# Internet Netiquette or politeness



## Ruthanne (Jun 13, 2016)

I did a little search on this and found a bunch of junk but among it some good tips.  One of them is to use the smileys or emoticons to try and convey how you are feeling when you post something.  Also, be appropriate, consider your audience, consider the cultural differences if possible, think before you speak or in this case it is think before you type.  

Here is a link:  Why are internet discussions less polite?

http://www.wall.org/~aron/blog/why-are-internet-discussions-less-polite/

I am not trying to start a war here, just trying to find some answers.


----------



## Guitarist (Jun 14, 2016)

Some people on another forum seem to think it's because online you're anonymous so you can be outspoken without fear of reprisal.  No one "knows where you live." 

That's no excuse, it's just what some people think. It's one remove from road rage -- there you're separated from others in a car so people who wouldn't dare walk up to someone on the sidewalk and hit them or shoot them give vent to impatience and irritation with their cars.  Here on the Internet we're even more distanced from each other.  

Either that, or the Internet "frees" people up to show who they really are -- they just don't give a toss, and feel they don't need the veneer of polite society that they wear in real life company.  On the Internet you can post naked -- flesh, emotions, temper, whatever.

Sucks, doesn't it?  Something that can bring people from all over the world together, to communicate instantaneously, and so many use it to attack, criticize, make fun of, and alarm.


----------



## Warrigal (Jun 14, 2016)

It takes all kinds to make a world. We can't expect everyone to express their thoughts in the same manner. Some people are always tactful, others wax and wane according to the mood and some are always rather blunt. It doesn't pay to be thin skinned over things that people might post. If things get overheated the mods will intervene.

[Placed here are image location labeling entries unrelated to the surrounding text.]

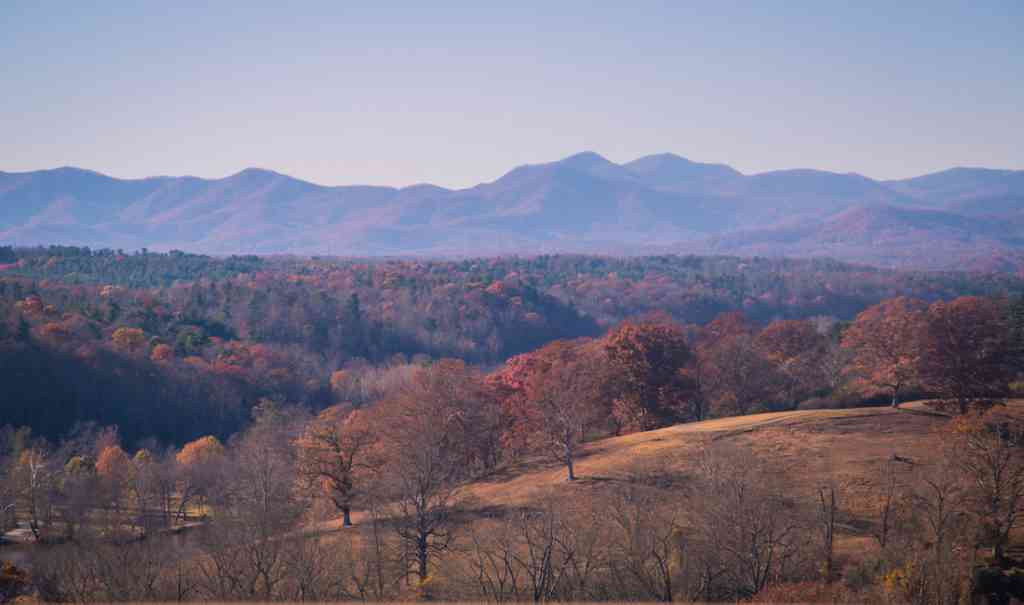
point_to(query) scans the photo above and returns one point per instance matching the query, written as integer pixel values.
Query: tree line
(253, 518)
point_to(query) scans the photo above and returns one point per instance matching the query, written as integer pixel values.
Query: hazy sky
(458, 93)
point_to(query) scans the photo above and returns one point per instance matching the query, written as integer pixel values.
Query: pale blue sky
(458, 93)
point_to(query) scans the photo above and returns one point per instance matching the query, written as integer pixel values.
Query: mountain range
(957, 218)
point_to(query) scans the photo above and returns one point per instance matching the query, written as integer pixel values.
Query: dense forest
(402, 448)
(89, 336)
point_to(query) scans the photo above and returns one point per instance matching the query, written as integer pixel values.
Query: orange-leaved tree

I don't think that this forum is over the top in this regard.


----------



## NancyNGA (Jun 14, 2016)

Warrigal said:


> It takes all kinds to make a world. We can't expect everyone to express their thoughts in the same manner. Some people are always tactful, others wax and wane according to the mood and some are always rather blunt. It doesn't pay to be thin skinned over things that people might post. If things get overheated the mods will intervene.
> 
> I don't think that this forum is over the top in this regard.



I agree.


----------



## Ruthanne (Jun 14, 2016)

guitarist said:


> some people on another forum seem to think it's because online you're anonymous so you can be outspoken without fear of reprisal.  No one "knows where you live."
> 
> that's no excuse, it's just what some people think. It's one remove from road rage -- there you're separated from others in a car so people who wouldn't dare walk up to someone on the sidewalk and hit them or shoot them give vent to impatience and irritation with their cars.  Here on the internet we're even more distanced from each other.
> 
> ...


ikwym


----------



## Ruthanne (Jun 14, 2016)

Warrigal said:


> It takes all kinds to make a world. We can't expect everyone to express their thoughts in the same manner. Some people are always tactful, others wax and wane according to the mood and some are always rather blunt. It doesn't pay to be thin skinned over things that people might post. If things get overheated the mods will intervene.
> 
> I don't think that this forum is over the top in this regard.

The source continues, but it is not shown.